CA is found to target platelet-derived growth factor receptor (PDGFR) in coronary artery cancer through its underlying mechanism on human coronary smooth muscle cells (SMCs). CA inhibited proliferation and migration of PDGF and induced apoptosis [80]; it alters the activation of AKT1, MEK1, and ERK1/2 signaling molecules at 10–60 min after CA treatment. CA triggered the activation of cytochrome C from mitochondria to cytosol, upregulated the proapoptotic gene Bax, and downregulated the antiapoptotic gene Bcl-2. The mitochondrion-dependent apoptotic signaling pathway is precipitated by CA, which created anti-proliferation, antimigration, and proapoptotic effects on human SMCs after PDGF stimulation [80].

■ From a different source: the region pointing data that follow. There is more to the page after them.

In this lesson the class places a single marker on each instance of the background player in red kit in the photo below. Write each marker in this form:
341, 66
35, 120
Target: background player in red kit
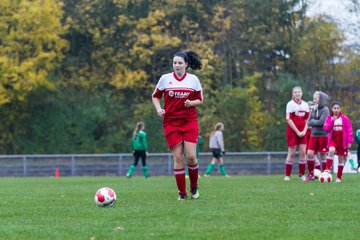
182, 92
297, 113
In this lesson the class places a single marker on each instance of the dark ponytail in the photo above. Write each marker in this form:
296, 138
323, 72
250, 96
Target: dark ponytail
138, 127
191, 58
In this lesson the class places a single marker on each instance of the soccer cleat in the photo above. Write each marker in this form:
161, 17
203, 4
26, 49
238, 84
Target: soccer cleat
182, 197
310, 177
338, 180
287, 178
195, 193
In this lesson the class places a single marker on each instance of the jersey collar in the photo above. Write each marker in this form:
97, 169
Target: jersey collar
179, 79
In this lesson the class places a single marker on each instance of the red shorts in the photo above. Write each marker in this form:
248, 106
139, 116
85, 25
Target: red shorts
336, 142
318, 144
292, 138
176, 133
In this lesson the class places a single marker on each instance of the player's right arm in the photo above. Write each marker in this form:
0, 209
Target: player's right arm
289, 121
157, 95
159, 110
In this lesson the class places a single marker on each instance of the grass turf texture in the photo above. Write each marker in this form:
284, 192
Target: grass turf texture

CA suppresses the growth of breast cancer by targeting insulin receptors in the estrogen. Estrogen receptor (ER) is sensitive to the caffeic acid; it induced cell death in MCF-7 with reduced prosurvival Bcl-xL levels but increased active caspase-7 and cleaved PARP, leading to apoptosis [81]. CA reduced the insulin-like growth factor-I receptor (IGF-IR) and pAkt levels in both ER(+) and ER(−) cells. This effect disrupts the progression of the cell cycle and enhanced cell death.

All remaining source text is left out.